Not much wrong with that is there? Yet John Bishop seems to think National needs to change these. The party provides a word cloud of their values as well:
Again, nothing wrong there, yet John Bishop presumably sees a different word cloud in his rather pink tinged view of the world.
Bishop’s article starts off by telling us that in 1972 he voted for Labour and Norman Kirk.
I voted for the first time in the 1972 general election. I voted for Labour’s leader Norman Kirk because I was living in his Sydenham electorate and I admired him. He seemed to embody the moral and political aspirations of my generation.
I voted against National, which was the party of my parents’ generation, of the Great Depression, World War II, narrow, insular, male and farmer dominated, ladies in hats carrying fluffy sponges, white, middle aged, middle class, arrogant, patronising and condescending.
They just didn’t get the younger generation, its values, music, aspirations, and their new view of the world. What was important to the under-25s didn’t rate with the over-50s in National. They were out of step with the ”new consciousness” of the age.
Does that sound like the kind of person National should be listening to as they find a new footing? I don’t think so.
For a journalist he also seems to have missed the salient lesson from history that stemmed from the hope of Norman Kirk. It seems to have escaped his feeble reasoning that Norman Kirk was dead inside of two years and Labour lost the 1975 election by a landslide. He doesn’t mention what happened to the “values, music, aspirations” and the new view of the world that within just three years succumbed in a landslide to Robert Muldoon‘s resurgent National Party.
It seems that just three years after enthusiastically voting for Labour because of their values, he watched National suddenly win in a landslide despite being, apparently, out of touch with the youth of the day. Strangely he fails to account for that in his wet witterings about values.

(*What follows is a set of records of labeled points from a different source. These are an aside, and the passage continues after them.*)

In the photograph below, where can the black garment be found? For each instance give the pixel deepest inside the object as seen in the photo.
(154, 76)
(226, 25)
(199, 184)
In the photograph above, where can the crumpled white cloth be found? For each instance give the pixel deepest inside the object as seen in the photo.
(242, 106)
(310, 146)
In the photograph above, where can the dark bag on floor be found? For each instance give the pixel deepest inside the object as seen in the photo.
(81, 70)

National went woke, with the aid of his sopping wet son. They installed woke leadership, embraced treaty-ism, lambasted farmers, portrayed liberal urban elite wankery, and where did it get them? The wets contributed significantly to National’s loss. The wetter they were the harder they fell. It was those MPs, the conservatives, who stuck to the party’s core values who held the line. When the going got tough under the wet leadership of Todd Muller, Nikki Kaye and Amy Adams, the wet went home. Only Muller stayed and you have to ask why?
His analysis is very light and shows that he doesn’t actually understand that voters in rural areas punished National for their perceived pro-urban focus. He fails to understand that when presented with two parties that look and sound the same then there is no real compelling reason to change from what they’ve got.
More of the same wetness won’t shift any voters. Showing voters a compelling reason to change their votes will.
National’s problem is not its perfectly sensible values. Its problem is dripping wet fools like John Bishop who hanker for the days of a Norman Kirk led Labour party. The best thing he could do is dry his eyes, shut the hell up, and quietly go and re-join the Labour Party.
If he thinks he’s helping, he’s wrong.
National needs a serious review of its culture, its processes and its board. A whitewash and another woke project aren’t going to cut it. The party seriously needs to listen to its members.
Will they do that? No, I don’t think they will. They really seem to be slow learners, especially inside the party. I also don’t think they are listening to their leader at the moment. That needs to change. Perhaps that will come with some good old fashioned blood-letting at the AGM where board members get their throats cut.